# Computation of Different Axiomatic Barganing Solutions

I need help with the following question.

Take a two-agent bargaining problem. d=(0,0). Pick a strictly concave function for the bargaining frontier. Fix the intersection of the frontier with the y-axis to be at 1. Vary the intersection of the frontier with the x-axis between 0.1 and 10 with increments of 0.1. Graph the points proposed by the following solution concepts.

So y^2=1-x^2/0.1 can be the function. Does anyone know how can it be computed in matlab or a similar program?

• Not sure if there's an existing MATLAB program for it, but it should be pretty easy to code one yourself.
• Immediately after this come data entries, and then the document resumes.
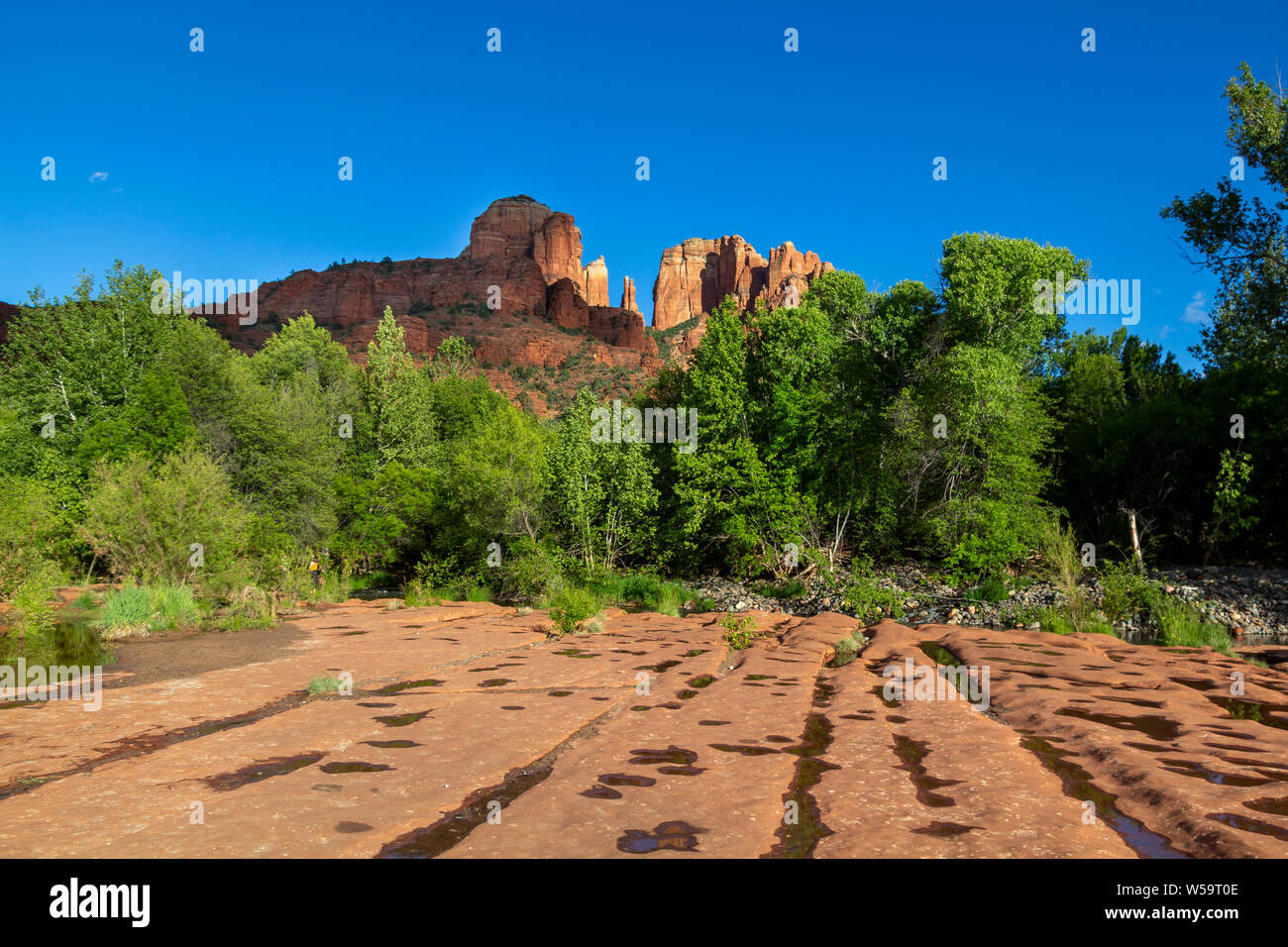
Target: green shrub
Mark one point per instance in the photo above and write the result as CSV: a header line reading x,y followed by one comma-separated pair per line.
x,y
868,602
1061,561
645,590
33,634
142,608
849,647
323,684
1126,592
739,633
572,607
790,587
528,574
249,608
1181,626
988,590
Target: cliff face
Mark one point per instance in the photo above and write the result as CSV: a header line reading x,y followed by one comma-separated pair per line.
x,y
696,274
516,245
550,312
7,315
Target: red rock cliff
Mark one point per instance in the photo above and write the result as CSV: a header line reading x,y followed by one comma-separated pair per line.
x,y
696,274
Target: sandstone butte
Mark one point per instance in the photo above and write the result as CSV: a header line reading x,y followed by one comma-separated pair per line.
x,y
554,311
648,740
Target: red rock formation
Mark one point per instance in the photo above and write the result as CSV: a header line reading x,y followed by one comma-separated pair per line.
x,y
595,282
696,274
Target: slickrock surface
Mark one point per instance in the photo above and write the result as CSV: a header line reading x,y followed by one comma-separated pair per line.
x,y
472,733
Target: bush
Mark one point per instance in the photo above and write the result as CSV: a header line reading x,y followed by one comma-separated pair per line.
x,y
790,587
145,521
142,609
323,684
1126,592
528,574
572,608
645,590
1181,626
27,527
988,590
1063,565
868,602
739,633
849,647
33,599
249,608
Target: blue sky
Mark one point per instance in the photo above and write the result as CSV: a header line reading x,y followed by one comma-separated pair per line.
x,y
223,163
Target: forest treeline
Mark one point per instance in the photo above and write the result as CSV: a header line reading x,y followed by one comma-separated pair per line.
x,y
951,424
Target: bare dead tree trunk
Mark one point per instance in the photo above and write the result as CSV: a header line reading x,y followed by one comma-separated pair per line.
x,y
1134,538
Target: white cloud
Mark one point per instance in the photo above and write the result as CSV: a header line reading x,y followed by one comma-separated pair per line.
x,y
1194,312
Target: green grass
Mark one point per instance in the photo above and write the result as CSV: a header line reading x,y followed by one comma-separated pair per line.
x,y
574,608
417,592
372,579
1181,626
848,648
323,684
868,602
1126,592
739,633
988,590
145,608
645,590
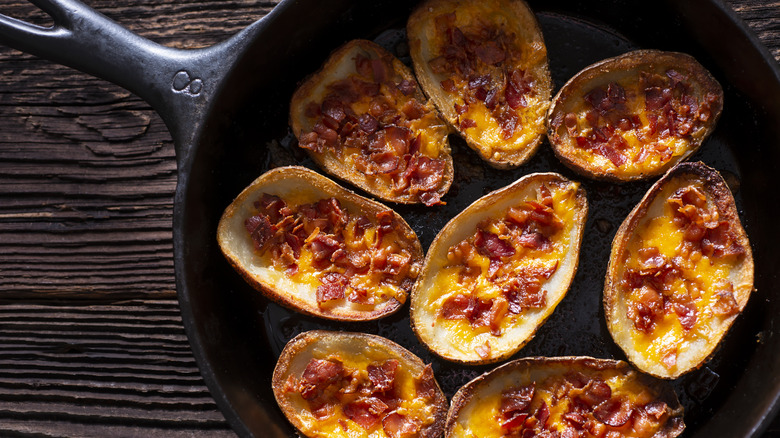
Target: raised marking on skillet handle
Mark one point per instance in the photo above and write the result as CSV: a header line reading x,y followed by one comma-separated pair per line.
x,y
183,82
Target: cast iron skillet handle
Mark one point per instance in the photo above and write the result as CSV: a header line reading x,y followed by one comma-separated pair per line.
x,y
177,83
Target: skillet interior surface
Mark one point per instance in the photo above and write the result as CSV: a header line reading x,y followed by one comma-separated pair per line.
x,y
237,335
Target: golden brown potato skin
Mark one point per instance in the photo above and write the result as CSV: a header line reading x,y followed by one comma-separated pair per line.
x,y
740,275
518,20
322,343
340,65
629,68
534,371
494,205
237,247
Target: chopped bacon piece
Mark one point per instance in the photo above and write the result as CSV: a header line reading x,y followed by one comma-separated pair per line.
x,y
725,304
332,288
594,393
368,123
686,311
492,246
425,384
396,425
646,307
260,229
406,87
614,412
514,406
365,411
382,376
318,375
467,123
655,409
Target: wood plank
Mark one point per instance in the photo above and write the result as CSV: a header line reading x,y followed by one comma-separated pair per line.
x,y
88,173
122,369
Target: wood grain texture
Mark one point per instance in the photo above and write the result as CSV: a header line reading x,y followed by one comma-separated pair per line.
x,y
91,341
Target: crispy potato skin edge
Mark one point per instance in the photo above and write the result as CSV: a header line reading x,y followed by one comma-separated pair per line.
x,y
674,425
305,340
415,28
724,201
330,164
631,60
298,174
445,235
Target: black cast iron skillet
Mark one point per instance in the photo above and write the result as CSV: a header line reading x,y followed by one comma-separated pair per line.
x,y
226,107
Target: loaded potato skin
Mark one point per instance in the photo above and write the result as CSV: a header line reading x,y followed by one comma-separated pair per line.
x,y
497,270
340,384
363,119
484,65
564,397
311,245
634,116
680,272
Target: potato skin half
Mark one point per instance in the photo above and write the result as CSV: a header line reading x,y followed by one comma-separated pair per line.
x,y
623,66
741,274
339,65
238,248
421,33
525,371
302,348
465,224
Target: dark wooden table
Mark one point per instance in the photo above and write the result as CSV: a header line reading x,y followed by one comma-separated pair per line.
x,y
91,340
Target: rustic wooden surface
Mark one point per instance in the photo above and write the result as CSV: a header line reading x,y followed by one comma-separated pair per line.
x,y
91,340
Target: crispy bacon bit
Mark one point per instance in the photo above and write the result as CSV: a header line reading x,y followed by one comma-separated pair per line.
x,y
467,123
425,383
491,246
318,375
478,61
614,412
725,304
655,409
379,140
365,411
594,393
320,228
260,230
382,377
645,308
332,287
396,425
514,406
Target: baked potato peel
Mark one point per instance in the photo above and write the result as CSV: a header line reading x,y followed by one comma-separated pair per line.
x,y
484,65
498,269
634,116
680,272
564,397
362,118
340,384
317,248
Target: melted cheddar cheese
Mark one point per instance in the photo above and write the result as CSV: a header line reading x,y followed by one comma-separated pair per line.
x,y
460,334
356,363
701,277
376,287
495,129
554,406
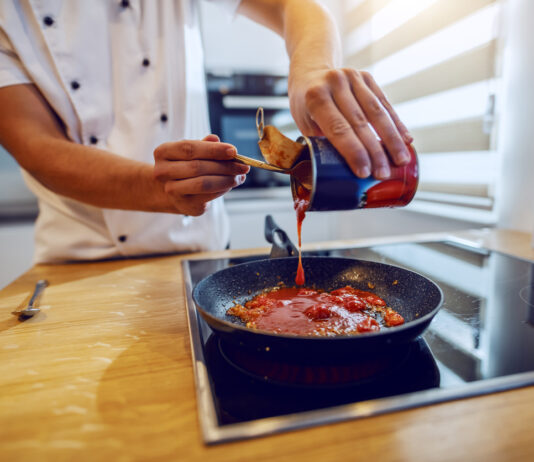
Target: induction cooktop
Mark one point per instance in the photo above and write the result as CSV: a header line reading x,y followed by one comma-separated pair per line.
x,y
481,341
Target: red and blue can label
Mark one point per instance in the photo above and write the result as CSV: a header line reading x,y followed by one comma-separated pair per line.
x,y
335,187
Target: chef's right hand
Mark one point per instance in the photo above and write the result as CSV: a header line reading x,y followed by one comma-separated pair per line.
x,y
194,172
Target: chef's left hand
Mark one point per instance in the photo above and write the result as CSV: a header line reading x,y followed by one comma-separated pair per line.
x,y
342,104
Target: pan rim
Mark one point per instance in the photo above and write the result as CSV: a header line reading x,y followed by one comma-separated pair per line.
x,y
390,330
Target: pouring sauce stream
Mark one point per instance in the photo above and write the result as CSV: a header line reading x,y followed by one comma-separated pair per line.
x,y
301,203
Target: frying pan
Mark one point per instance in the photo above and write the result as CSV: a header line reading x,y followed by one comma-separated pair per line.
x,y
414,296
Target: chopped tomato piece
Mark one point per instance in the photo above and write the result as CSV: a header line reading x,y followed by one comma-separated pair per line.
x,y
392,318
354,304
317,312
368,325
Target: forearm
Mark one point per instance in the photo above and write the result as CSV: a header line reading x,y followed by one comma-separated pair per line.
x,y
312,40
34,136
91,175
310,34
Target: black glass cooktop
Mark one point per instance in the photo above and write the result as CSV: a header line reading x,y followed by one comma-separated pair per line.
x,y
481,341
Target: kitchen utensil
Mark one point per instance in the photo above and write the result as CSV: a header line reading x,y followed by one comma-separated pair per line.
x,y
415,297
301,172
31,308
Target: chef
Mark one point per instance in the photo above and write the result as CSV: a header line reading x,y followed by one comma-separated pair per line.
x,y
104,108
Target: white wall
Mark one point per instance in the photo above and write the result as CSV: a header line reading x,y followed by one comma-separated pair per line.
x,y
241,45
515,189
16,250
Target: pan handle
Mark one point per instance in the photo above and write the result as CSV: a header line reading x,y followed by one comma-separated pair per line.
x,y
282,245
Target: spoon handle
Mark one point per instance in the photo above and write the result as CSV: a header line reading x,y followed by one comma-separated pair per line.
x,y
259,164
39,287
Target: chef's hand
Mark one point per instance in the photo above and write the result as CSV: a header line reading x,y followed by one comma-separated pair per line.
x,y
194,173
340,104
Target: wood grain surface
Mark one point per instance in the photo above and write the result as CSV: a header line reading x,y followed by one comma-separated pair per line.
x,y
104,373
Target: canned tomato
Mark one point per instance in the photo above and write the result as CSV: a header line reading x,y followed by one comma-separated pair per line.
x,y
335,187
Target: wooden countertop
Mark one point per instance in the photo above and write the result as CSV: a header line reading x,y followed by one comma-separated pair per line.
x,y
104,373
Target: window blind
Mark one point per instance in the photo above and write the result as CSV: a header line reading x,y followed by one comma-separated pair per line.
x,y
438,63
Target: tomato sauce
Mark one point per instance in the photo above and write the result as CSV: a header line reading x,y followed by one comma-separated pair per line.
x,y
305,311
301,203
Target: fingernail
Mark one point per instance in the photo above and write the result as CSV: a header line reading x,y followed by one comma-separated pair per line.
x,y
364,172
382,173
404,156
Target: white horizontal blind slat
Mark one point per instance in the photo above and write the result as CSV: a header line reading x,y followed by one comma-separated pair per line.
x,y
436,60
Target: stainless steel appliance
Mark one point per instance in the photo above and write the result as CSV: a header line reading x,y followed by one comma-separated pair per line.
x,y
481,341
233,101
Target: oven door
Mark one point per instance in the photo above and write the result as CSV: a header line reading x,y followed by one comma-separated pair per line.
x,y
233,118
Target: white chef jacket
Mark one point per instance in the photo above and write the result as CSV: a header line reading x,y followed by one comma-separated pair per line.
x,y
124,76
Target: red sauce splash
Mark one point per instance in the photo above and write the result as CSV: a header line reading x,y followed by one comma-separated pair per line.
x,y
301,203
304,311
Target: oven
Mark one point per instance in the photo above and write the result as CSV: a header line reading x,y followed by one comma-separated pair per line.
x,y
233,101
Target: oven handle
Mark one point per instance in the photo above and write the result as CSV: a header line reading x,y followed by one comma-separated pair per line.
x,y
253,102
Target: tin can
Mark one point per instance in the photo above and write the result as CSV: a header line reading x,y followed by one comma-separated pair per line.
x,y
335,187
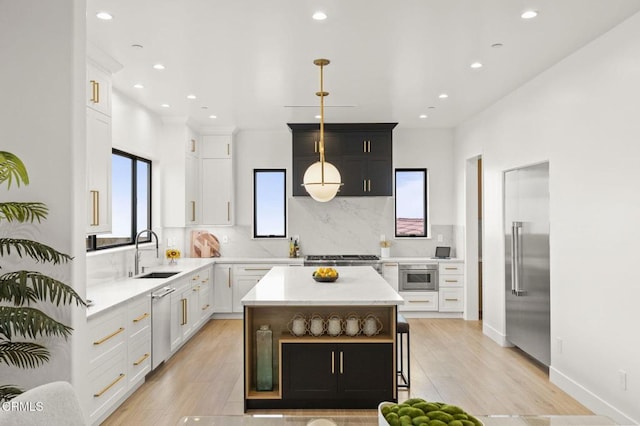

Have you tried this at all? Mar 11, 2020 at 3:43

The frontier functions you seem to propose are of the form $$y_n(x)=\sqrt{1-\frac{100x^2}{n^2}}$$, where $$n\in\{1,2,\ldots,100\}$$.
For the Nash solution you maximize $$xy_n(x)$$ and after substituting for $$y_n(x)$$ and setting the derivative to zero you will find $$x_n=\frac{n}{\sqrt{200}}$$ and $$y_n=\frac{1}{\sqrt{2}}$$. For the KS solution you set $$y_n(x)=\frac{10x}{n}$$ and after substituting you will again find $$x_n=\frac{n}{\sqrt{200}}$$ and $$y_n=\frac{1}{\sqrt{2}}$$. Graphing these solutions is easy.
Remark: That the solutions coincide is not a coincidence. The different frontier functions are constructed in such a way that they are all just horizontally "compressed" or "stretched" versions of the frontier function $$y_{10}(x)=\sqrt{1-x^2}$$. This means that they are really all equivalent in the sense that they result from each other after some rescaling of $$x$$ (the utility of agent 1). But the frontier function $$y_{10}$$ just describes the quarter unit circle in the positive orthant, which is symmetric w.r.t. the agents. In symmetric feasible sets the Nash and the KM solutions are known to coincide.